Consistent with the Morse’s criteria for using intercoder reliability, we conducted semi-structured interviews using the same questions in the same order and coded the data on completion of data collection (Morse, 1997). Because these interviews were not unstructured and the interview guide was not interactive or emergent, coding interpretations and decisions could be subjected to inter-rater reliability procedures. We calculated inter-rater reliability by the number of codes agreed on by two independent raters divided by the total number of codes used by the two raters, ultimately establishing an inter-rater reliability of .8 (Bernard & Ryan, 1998). After establishing this level of reliability, the remaining interviews were coded by a single coder. Discussions between the authors were used to verify the final interpretation of the data (Miles & Huberman, 1994).

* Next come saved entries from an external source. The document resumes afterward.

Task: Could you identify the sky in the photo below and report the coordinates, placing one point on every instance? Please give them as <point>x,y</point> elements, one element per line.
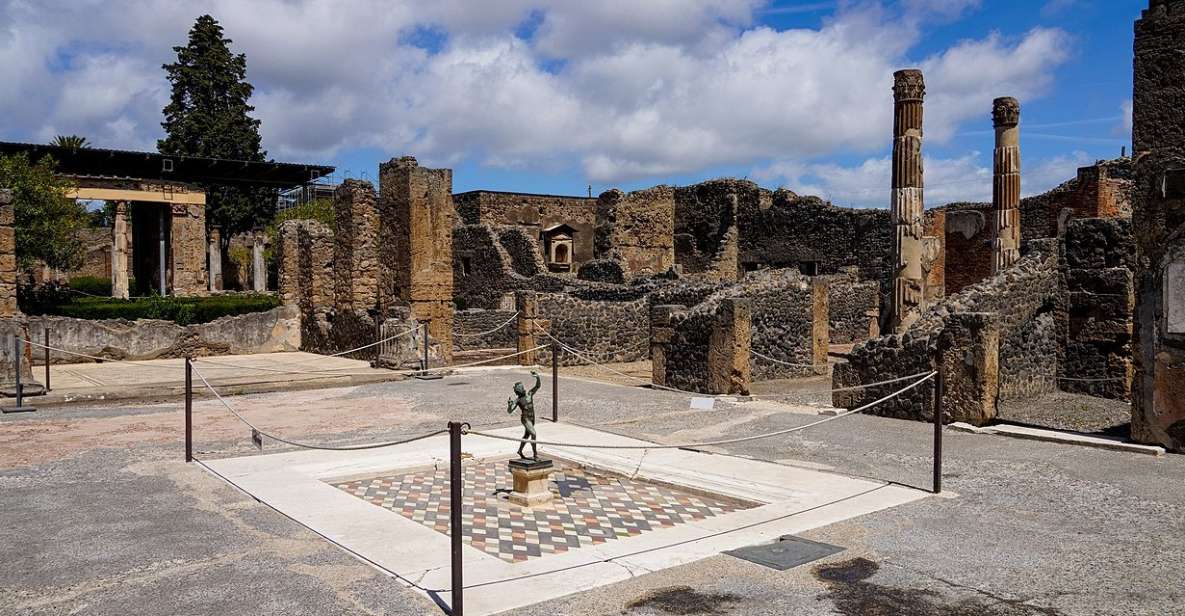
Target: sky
<point>557,96</point>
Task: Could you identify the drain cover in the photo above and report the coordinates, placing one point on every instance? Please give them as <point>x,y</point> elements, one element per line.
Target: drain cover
<point>788,552</point>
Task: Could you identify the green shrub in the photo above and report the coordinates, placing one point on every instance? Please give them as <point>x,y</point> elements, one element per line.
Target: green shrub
<point>181,310</point>
<point>91,286</point>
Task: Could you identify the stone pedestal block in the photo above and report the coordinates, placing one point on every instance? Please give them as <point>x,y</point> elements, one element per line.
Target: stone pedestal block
<point>969,364</point>
<point>532,482</point>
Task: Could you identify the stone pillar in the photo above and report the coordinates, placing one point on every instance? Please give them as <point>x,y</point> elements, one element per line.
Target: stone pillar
<point>1006,185</point>
<point>529,327</point>
<point>8,256</point>
<point>258,271</point>
<point>661,333</point>
<point>1158,220</point>
<point>356,245</point>
<point>820,325</point>
<point>416,219</point>
<point>969,363</point>
<point>729,348</point>
<point>908,206</point>
<point>120,251</point>
<point>215,252</point>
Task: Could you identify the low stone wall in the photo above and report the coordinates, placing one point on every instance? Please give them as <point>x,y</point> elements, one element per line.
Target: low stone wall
<point>852,308</point>
<point>274,331</point>
<point>1022,302</point>
<point>607,331</point>
<point>469,329</point>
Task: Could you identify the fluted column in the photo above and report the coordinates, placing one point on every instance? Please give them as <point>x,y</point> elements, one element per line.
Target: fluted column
<point>120,251</point>
<point>1006,185</point>
<point>908,205</point>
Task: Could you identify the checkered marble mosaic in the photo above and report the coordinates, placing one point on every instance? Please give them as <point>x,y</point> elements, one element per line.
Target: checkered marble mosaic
<point>588,508</point>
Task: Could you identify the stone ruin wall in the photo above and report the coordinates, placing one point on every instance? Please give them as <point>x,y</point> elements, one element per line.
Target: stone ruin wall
<point>469,327</point>
<point>187,241</point>
<point>1097,264</point>
<point>853,308</point>
<point>608,331</point>
<point>1099,191</point>
<point>532,213</point>
<point>1158,139</point>
<point>356,246</point>
<point>1022,301</point>
<point>704,348</point>
<point>636,229</point>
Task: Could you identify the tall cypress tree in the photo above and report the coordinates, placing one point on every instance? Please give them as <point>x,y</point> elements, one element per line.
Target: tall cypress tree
<point>209,115</point>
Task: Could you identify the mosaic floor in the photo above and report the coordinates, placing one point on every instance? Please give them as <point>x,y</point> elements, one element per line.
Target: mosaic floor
<point>589,508</point>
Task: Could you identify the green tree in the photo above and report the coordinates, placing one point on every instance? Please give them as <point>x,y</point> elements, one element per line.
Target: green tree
<point>46,222</point>
<point>209,115</point>
<point>75,142</point>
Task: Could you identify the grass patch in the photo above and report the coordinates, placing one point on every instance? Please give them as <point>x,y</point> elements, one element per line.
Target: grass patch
<point>181,310</point>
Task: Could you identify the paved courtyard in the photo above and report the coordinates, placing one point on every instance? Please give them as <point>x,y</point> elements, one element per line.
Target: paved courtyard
<point>100,514</point>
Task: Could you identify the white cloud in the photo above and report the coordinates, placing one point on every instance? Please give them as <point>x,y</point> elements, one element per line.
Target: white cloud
<point>623,89</point>
<point>947,180</point>
<point>962,81</point>
<point>1125,126</point>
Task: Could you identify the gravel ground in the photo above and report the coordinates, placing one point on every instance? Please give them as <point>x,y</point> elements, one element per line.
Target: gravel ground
<point>98,513</point>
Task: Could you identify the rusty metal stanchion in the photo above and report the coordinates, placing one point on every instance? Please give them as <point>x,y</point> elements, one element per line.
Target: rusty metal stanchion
<point>46,359</point>
<point>456,494</point>
<point>937,431</point>
<point>18,351</point>
<point>555,383</point>
<point>189,409</point>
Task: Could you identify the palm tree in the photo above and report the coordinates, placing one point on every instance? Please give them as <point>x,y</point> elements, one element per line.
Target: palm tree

A document compiling illustrative quotes for each of the categories was created in parallel to this process. Through this document, we were able to more easily retrieve key quotes, enhancing clarity from the data regarding the intent and nature of the various codes, and allowing us to compare participant perspectives within a category or theme. The TTI aided in the organization of our findings. We did not use the TTI as a template for thematic identification or confirmation (Miles & Huberman, 1994; Willms et al., 1990).
Findings
Participant Characteristics
We interviewed six male and six female physicians, ranging in age from 31 to 57 years. Six were family practice physicians, five were internal medicine, and one specialized in OB/GYN. All participants were affiliated with a university health-system, but five practiced in offsite community locations. Years in practice ranged from 3-22 with all physicians reporting diverse patient populations in terms of age, insurance status, socio-economic status, race, and health needs.
Themes
Participants defined prevention in the context of MM and, consistent with the TTI, they discussed intrapersonal, interpersonal, and cultural/environmental influences on their prevention counseling practices. The intrapersonal factors identified related to patients’ MM status. The interpersonal factors centered around issues of patient-physician relationships of trust. The cultural/environmental factors addressed systems factors. Participants also discussed recommendations for enhancing prevention counseling, including their own methods for keeping track of prevention.
The Relationship between Disease Management and Prevention Counseling
Physicians emphasized that prevention for patients with MM included primary, secondary, and tertiary prevention. Given this broad conceptualization of prevention, providers described significant time requirement devoted to prevention:
Even managing diabetes and hypertension is a preventative measure. So everything I do every day is all about preventative health care. It’s just making the patient better acutely to prevent things from happening again, well, that’s preventative measures. And then to maintain your quality metrics so you avoid things, too, like your colon cancer screen, making sure they’re doing that. So if you look at it in that context, probably 75% of the time that I spend with every patient is more preventative matters. And again if you look at my whole concept of how I practice medicine, of educating the patient, that’s preventative medicine in and of itself, which is how I practice medicine.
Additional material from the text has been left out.